Next Stop, the WSOP
January 23, 2017 7:26 AM   Subscribe

Carnegie Mellon University has developed an AI to play poker, Libratus. They are having it face off versus four poker pros, and halfway through the competition, Libratus is winning. The game is heads-up, no limit poker, which pits two players face to face, and doesn't constrain their betting, making the game an aggressive mix of math, psychology, and strategy.

This is a rematch from a previous 2015 competition, which Libratus' predecessor (Claudico) lost. Libratus is the work of Noam Brown and Tuomas Sandholm. Here is a conference paper about their poker algorithm, and, a short article about that algorithm's dominance. Poker Night in America [YouTube] featured Claudico's attempt at the competition, and interviewed several of its designers.
posted by codacorolla (52 comments total) 21 users marked this as a favorite
 
Well, humanity is still best at Calvinball
posted by thelonius at 7:28 AM on January 23 [9 favorites]
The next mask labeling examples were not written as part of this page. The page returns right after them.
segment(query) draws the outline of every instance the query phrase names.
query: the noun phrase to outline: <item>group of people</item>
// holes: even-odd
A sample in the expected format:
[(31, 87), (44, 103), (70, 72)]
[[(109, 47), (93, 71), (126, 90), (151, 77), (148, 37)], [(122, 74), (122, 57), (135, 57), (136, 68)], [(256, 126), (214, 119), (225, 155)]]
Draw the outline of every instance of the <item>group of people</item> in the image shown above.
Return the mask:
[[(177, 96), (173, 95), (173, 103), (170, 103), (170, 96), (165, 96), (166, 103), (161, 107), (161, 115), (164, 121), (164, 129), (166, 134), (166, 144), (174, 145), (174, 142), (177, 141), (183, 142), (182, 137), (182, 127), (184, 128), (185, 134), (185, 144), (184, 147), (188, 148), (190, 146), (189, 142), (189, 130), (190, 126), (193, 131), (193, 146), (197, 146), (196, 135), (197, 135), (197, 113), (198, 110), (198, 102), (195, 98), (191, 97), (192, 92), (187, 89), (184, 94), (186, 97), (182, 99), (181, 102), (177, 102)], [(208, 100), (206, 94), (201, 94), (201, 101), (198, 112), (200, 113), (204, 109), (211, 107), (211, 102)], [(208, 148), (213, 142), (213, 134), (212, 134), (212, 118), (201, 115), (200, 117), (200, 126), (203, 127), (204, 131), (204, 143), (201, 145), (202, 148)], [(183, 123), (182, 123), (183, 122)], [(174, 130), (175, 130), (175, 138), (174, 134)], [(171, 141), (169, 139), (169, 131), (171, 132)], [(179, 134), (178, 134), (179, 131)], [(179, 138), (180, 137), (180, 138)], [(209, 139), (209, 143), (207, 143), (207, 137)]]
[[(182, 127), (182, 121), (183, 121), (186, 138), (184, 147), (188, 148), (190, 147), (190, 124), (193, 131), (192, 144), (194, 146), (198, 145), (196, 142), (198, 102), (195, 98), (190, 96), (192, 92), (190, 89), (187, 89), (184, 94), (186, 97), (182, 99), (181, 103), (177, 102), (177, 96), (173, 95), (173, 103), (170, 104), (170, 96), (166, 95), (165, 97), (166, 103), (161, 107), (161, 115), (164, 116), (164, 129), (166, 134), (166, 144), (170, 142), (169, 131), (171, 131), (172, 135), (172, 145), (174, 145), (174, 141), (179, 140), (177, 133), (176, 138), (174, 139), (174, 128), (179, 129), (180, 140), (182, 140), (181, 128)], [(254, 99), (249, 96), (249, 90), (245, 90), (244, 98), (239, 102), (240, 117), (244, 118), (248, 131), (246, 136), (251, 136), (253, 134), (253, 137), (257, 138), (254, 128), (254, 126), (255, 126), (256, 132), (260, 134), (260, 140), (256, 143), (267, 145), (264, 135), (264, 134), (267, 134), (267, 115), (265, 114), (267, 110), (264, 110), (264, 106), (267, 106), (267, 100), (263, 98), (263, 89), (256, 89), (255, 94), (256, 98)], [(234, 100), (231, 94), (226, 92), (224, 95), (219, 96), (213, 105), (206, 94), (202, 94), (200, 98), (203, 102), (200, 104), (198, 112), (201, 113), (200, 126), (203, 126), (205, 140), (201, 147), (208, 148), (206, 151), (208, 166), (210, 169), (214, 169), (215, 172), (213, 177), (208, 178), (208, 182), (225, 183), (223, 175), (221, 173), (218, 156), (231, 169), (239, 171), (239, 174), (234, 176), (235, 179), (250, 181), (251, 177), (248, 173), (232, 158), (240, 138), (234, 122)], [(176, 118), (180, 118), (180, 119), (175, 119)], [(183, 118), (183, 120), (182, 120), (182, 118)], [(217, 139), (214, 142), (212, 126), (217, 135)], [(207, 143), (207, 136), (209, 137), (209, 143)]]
One thing that struck me about this is that Poker is an imperfect information game: meaning that you do not know the entire game-state the whole time. What remains in the deck, in what order, and what is in your opponent's hand, and what cards have been burned (discarded before being drawn to prevent cheating) are all unknown to you. This is in comparison with Chess, a perfect information game, where the entire game-state is always knowable to all players.

That may be important, because many of the serious, but game-like, things that AI could be turned towards are imperfect information games. For example, buying limited resources at auction (you do not know your opponent's maximum wager), or an election (you do not know every voter's current intention). Really, anything with a heavy social element to it. This AI could be a backbone to serious applications.
posted by codacorolla at 7:36 AM on January 23 [11 favorites]


Just let me know when I can turn on my TV and watch Phil Hellmuth angrily call a computer screen a idiot motherfucker for raising with pocket nines.
posted by delfin at 7:39 AM on January 23 [40 favorites]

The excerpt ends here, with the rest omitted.